Nel soggiorno fiorentino autunnale le gare si corsero dal 14 ottobre e Zimmerman giunse primo nella Gara Senior Internazionale, vincendo sia la batteria di qualifica sia la finale. Nella seconda giornata di gare, il 18 ottobre, si tenne la Corsa Roma Internazionale e anche qui il copione si ripetette con la vittoria di batteria e finale. La giornata prevedeva anche la particolare gara di Zimmy contro il tandem di Dani-Colombo. Sebbene Zimmerman accusasse forti dolori di stomaco, non accettò di rinviare la corsa: era troppo il pubblico presente per potersi permettere di deluderlo. La gara partì e Zimmy concluse secondo a pochi centimetri dal tandem. Il pubblico applaudì i vincitori Dani-Colombo, ma riservò un’ovazione al campione del mondo che corse anche se indisposto. Il 28 ottobre ultima giornata con la Gara America Internazionale. Il gentiluomo Zimmy si concedette il terzo posto nella batteria di qualifica ma stravinse nella finale.

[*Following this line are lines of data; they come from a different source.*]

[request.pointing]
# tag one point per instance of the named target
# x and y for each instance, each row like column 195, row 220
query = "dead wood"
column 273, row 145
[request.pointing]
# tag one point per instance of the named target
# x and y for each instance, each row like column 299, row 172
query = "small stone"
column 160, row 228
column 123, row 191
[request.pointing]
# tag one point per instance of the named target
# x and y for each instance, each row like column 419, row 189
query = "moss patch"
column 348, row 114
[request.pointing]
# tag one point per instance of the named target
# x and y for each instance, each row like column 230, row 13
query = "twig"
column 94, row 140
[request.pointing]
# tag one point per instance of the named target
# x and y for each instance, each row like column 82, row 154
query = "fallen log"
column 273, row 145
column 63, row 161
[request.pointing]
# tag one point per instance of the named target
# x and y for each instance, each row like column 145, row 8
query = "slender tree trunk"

Il 1895 fu l’anno del tour in Australia, dove ripetette le solite vittorie, ma fu l’ultima stagione all’altezza del campione. Dopo le gare di Victoria, Adelaide e Sidney, il peso dei viaggi e dello sforzo agonistico iniziò a farsi sentire. Aveva poco più di 26 anni e da dieci era in sella, aveva dato molto e molto aveva ricevuto ma ormai l’inevitabile declino gli era davanti. Fece una stagione 1896 con impegni più ridotti ma ancora vincente, poi negli anni successivi andò riducendo enormemente gli impegni agonistici sino a ritirarsi definitivamente nel 1905. Trascorse il resto della sua vita a Point Pleasant, nel New Jersey, nelle vicinanze del Asbury Park. Morì ad Atlanta per infarto il 22 ottobre 1936, all’età di 67 anni.

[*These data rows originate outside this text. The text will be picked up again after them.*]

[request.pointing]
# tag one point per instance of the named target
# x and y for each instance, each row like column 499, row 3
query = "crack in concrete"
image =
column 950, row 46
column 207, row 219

La figura di Arthur Zimmerman resta sicuramente la più importante nella storia del velocipedismo ottocentesco, non solo perché fu il primo campione del mondo ma anche perché fu un “campione globale” nel senso moderno del termine. In lui si “globalizzava” lo sport ciclistico, che in fondo esisteva solo da una ventina d’anni. Zimmerman seppe farsi conoscere e ammirare in tutte quelle parti del mondo in cui si praticava lo sport della bicicletta. Il suo successo non era dovuto solo alle sue prestazioni assolute ed esaltanti: molta ammirazione gli derivava dalla serietà e scientificità con cui affrontava la sua preparazione atletica, anche con grande attenzione e cura dell’alimentazione. E forse proprio in questo sta la vera grandezza di questo campione che possiamo definire moderno e attuale senza timore di smentite.